If your company doesn't have the economic commitment to develop their own from scratch, then there is also a bundle of pure players in this field whose offerings you can leverage. You can either submit your challenges to be solved in their online site or license their software for a white label version of a site that is your own property. Innocentive is perhaps the original pure player in this space. Cogenuity takes the lessons learned from Innocentive and improves on it with a deeper integration of crowd-sourcing with social networking. There are also less corporate focused offerings such as the Why Not? Idea Exchange.

Sometimes it's not so obvious when you are participating in the wisdom of the collective. Every time you link to a another site from your site, you are contributing to Google's prediction market based collective intelligence product known as Pagerank. Netflix and Amazon do something similar with their recommendation engines.

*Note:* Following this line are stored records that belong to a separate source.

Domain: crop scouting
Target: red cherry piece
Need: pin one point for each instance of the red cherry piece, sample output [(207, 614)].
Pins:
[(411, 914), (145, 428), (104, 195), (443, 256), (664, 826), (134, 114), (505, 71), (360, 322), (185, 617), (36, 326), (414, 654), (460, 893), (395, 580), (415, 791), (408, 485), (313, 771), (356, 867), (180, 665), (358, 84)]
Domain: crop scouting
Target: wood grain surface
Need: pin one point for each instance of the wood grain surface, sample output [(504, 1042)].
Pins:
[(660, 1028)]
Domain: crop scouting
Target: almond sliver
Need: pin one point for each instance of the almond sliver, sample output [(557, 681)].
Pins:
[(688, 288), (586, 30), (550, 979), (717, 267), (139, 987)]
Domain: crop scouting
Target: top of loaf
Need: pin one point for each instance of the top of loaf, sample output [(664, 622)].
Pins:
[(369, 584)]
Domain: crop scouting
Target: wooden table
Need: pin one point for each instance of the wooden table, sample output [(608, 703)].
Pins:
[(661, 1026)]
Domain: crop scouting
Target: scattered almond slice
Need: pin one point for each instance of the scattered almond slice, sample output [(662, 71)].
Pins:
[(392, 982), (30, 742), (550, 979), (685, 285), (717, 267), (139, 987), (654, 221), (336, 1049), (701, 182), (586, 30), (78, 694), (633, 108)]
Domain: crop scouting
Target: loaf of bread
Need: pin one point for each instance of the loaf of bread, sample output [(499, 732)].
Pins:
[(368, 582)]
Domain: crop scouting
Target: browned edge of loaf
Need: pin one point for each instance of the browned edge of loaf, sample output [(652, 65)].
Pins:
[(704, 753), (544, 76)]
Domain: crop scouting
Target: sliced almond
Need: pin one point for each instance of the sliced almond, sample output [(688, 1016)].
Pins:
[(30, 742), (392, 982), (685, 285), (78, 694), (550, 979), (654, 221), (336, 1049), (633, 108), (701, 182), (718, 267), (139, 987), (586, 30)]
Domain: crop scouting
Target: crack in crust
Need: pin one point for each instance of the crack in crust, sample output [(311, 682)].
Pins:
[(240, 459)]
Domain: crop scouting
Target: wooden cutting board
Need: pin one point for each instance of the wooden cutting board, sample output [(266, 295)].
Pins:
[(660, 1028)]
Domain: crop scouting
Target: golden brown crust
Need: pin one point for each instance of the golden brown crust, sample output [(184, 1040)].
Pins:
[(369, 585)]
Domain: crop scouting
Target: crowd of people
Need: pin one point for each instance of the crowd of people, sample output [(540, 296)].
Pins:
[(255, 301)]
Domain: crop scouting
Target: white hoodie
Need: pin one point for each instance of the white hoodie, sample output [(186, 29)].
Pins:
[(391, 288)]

We have entered the era of collective wisdom. Let us hope that the power of the people can prevail where the idolized individual heroes of the past have feared to tread.

5 comments:

JonCoffelt said...

I have to say its a bit beautiful

Unknown said...

Yes, yes, Glenn, good insight on your part. I would like to see our College apply crowd-sourcing as a way to encourage/produce collective wisdom that best solves some major challenges we must address. I'm going to follow some of you links and see what more I can learn. Thanks again for sharing your wisdom with the crowd. : ) It's appreciated. Love you, Hugs and kisses to Avery. Thanks you for the birthday wishes and blessings. Take care, Leisha

Unknown said...

Hey Leisha, good to hear from you. Do consider posting your college challenges on Cogenuity. I think that you'll find it to be a good fit for you.

noam danon said...

This area of collective wisdom solutions for companies and organization is really growing nicely.
Surprisingly enough, especially now, when economy is slowing, we see an increase in demand from companies.
I think their saying something like: "we're laying off so many people, and cutting our budgets - let's at least utilize our existing resources (employees & customers) in the best way".

Anonymous said...

Companies start building communities such as discussion boards etc. on their products, because they can better control the content. It is faster and cheap to take down unpleasant customer feedback from an owned site. Some also employ ghostwriters as contributors. Moderation is done by communication managers.
It is like newspaper or channel owned by political party.